Confidence Scores for IDs

ajustinfocus · July 22, 2025, 10:55am

If the worry is about inaccuracies or undue biases, the observer’s time might be better spent writing to additional identifiers for third, fourth etc opinions for consensus ids.

Re: issues with uncertain taxa or perceived unreliability of new or ‘non-expert’ identifiers, a more statistically infused identification model could formulate multiple sources of information into a confidence score for each candidate id, each then providing a weighted contribution into consensus ID or species guess.

Input parameters:

The computer vision score for the highest scoring taxon prediction
for each identifier/identification contributed, the likelihood that this identifier has made a correct identification, given that identifier’s accuracy rate in general, and/or specifically in this lineage–with a baseline of say 50% for ‘no data’ situations
the general accuracy rate for identifications in this lineage
[plenty of other weightwise/Bayesian contributors could be imagined]

If it’s just a ‘leave me alone and stop stalking my observations’ then idk, iNat is a crowdsourcing platform so…

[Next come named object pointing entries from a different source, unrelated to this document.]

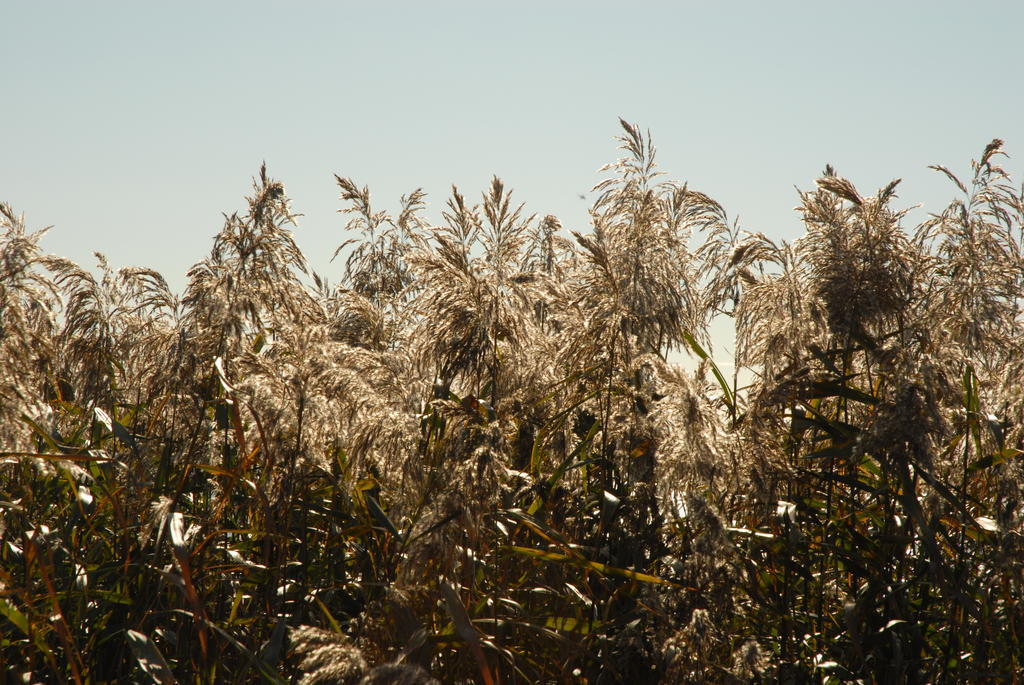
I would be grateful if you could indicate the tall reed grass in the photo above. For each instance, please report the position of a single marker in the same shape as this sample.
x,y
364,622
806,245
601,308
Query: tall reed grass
x,y
476,459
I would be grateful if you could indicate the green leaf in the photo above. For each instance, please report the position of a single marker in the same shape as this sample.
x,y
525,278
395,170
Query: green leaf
x,y
14,616
587,563
695,346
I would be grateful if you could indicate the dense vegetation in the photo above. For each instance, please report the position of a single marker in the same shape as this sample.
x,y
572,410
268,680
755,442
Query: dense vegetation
x,y
478,459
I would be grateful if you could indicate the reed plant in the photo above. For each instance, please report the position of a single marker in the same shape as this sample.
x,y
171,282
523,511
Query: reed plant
x,y
478,458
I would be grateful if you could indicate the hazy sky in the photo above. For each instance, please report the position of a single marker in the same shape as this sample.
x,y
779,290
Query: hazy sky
x,y
132,126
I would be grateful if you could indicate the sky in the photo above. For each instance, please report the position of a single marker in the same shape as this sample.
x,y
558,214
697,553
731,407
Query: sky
x,y
132,127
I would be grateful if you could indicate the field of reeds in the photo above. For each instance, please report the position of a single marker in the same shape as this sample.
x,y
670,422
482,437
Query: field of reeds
x,y
498,451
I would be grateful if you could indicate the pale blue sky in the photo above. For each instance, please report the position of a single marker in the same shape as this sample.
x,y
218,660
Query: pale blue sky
x,y
132,126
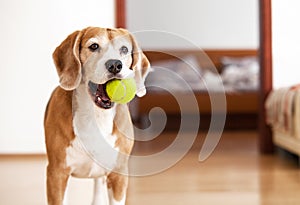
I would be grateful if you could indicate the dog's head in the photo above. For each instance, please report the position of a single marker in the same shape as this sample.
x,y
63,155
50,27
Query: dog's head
x,y
94,56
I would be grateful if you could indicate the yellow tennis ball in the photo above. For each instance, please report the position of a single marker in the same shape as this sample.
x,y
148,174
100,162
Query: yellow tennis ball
x,y
121,90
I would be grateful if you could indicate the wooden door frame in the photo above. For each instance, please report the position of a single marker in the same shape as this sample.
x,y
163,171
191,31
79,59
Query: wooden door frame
x,y
265,134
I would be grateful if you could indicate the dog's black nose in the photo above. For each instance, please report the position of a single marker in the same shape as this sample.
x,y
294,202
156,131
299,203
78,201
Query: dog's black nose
x,y
114,66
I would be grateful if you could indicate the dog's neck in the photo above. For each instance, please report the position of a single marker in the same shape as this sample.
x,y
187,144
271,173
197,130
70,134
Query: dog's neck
x,y
86,114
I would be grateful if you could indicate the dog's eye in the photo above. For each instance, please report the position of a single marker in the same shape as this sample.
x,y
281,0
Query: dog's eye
x,y
123,50
94,47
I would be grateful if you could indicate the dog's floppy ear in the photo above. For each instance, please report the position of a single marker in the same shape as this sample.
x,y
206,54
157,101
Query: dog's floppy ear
x,y
67,62
141,67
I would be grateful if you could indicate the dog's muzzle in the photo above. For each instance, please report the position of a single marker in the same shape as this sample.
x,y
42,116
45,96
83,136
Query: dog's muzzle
x,y
99,95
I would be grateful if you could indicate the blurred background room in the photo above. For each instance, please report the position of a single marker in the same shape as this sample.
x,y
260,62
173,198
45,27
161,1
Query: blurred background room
x,y
224,80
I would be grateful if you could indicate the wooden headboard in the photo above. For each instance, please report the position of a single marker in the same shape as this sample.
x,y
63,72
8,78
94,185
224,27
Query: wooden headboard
x,y
214,56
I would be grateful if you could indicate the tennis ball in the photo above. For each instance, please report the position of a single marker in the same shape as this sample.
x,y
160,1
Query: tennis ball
x,y
121,90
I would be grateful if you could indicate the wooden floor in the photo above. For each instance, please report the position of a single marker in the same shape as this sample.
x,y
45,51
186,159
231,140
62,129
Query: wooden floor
x,y
235,174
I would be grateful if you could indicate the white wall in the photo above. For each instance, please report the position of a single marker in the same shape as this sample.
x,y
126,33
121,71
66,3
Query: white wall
x,y
30,31
206,23
286,42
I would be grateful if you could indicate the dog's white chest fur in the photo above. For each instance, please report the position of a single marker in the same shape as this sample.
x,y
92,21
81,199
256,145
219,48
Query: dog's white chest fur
x,y
93,127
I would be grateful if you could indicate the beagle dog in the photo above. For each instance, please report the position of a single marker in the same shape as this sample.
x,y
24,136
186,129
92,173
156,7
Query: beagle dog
x,y
79,111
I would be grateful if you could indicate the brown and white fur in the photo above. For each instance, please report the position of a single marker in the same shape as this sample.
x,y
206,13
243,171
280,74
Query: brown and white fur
x,y
77,109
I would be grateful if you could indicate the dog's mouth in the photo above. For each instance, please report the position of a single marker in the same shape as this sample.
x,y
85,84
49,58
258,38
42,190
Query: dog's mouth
x,y
99,95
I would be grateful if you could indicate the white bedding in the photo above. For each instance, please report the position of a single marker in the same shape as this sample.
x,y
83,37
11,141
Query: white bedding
x,y
238,74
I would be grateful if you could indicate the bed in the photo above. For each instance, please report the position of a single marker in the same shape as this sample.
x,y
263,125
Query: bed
x,y
283,115
217,71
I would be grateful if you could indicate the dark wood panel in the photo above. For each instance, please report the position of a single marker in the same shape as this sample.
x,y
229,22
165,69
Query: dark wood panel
x,y
265,133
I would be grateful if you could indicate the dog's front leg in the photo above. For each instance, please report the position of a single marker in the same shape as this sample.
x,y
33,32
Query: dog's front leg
x,y
100,191
117,185
56,186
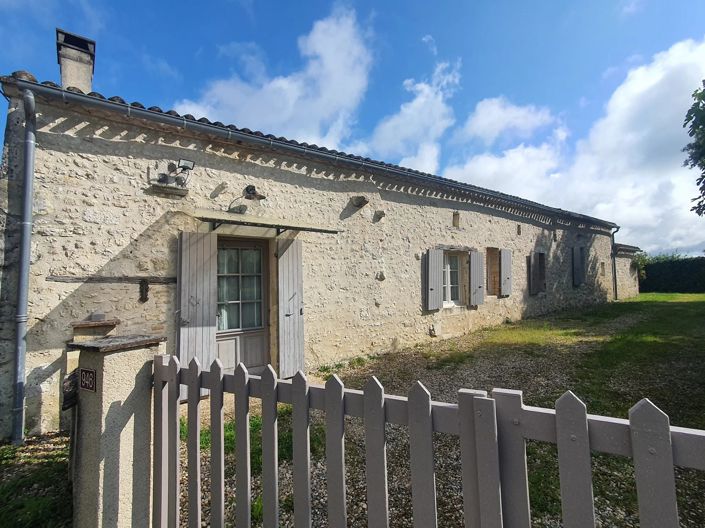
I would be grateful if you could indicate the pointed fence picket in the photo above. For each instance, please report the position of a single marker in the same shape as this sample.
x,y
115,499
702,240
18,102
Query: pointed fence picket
x,y
492,434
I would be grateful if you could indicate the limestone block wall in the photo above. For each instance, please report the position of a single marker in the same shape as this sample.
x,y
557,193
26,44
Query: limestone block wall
x,y
96,216
627,276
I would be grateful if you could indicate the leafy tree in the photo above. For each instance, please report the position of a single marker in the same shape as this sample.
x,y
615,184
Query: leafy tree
x,y
695,122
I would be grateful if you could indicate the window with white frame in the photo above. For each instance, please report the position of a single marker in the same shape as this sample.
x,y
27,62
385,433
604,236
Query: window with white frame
x,y
451,279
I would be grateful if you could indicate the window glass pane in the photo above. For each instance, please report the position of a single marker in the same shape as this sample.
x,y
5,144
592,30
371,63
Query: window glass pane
x,y
251,261
228,316
251,288
251,315
228,289
227,260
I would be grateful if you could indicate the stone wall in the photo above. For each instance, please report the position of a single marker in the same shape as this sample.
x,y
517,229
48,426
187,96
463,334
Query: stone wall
x,y
627,276
95,215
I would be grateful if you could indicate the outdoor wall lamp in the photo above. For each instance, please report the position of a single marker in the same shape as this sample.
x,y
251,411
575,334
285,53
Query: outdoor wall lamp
x,y
178,173
252,194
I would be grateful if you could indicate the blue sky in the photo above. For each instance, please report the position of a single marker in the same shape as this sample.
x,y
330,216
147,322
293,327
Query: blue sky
x,y
574,104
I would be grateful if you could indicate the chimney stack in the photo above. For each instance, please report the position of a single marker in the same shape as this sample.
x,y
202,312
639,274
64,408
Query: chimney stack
x,y
76,56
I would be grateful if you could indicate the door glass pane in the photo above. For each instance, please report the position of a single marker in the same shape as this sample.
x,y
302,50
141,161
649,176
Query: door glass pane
x,y
252,288
251,261
251,314
228,289
454,277
228,316
453,262
227,260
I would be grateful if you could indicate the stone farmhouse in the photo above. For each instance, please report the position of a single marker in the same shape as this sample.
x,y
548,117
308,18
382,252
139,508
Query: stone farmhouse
x,y
118,218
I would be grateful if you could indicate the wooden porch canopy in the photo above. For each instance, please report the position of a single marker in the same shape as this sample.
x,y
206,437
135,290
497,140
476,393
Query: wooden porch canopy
x,y
218,218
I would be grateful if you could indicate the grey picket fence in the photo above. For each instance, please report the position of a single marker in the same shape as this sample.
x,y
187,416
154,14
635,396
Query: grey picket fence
x,y
492,432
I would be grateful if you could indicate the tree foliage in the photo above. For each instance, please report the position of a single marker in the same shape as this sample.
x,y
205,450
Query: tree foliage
x,y
695,123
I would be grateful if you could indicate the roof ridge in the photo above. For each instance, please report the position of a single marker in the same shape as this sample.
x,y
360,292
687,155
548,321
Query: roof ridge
x,y
26,78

spiphany · July 23, 2025, 4:25pm

ajustinfocus:

Re: issues with uncertain taxa or perceived unreliability of new or ‘non-expert’ identifiers, a more statistically infused identification model could formulate multiple sources of information into a confidence score for each candidate id, each then providing a weighted contribution into consensus ID or species guess.

Input parameters:

The computer vision score for the highest scoring taxon prediction

for each identifier/identification contributed, the likelihood that this identifier has made a correct identification, given that identifier’s accuracy rate in general, and/or specifically in this lineage–with a baseline of say 50% for ‘no data’ situations

the general accuracy rate for identifications in this lineage

[plenty of other weightwise/Bayesian contributors could be imagined]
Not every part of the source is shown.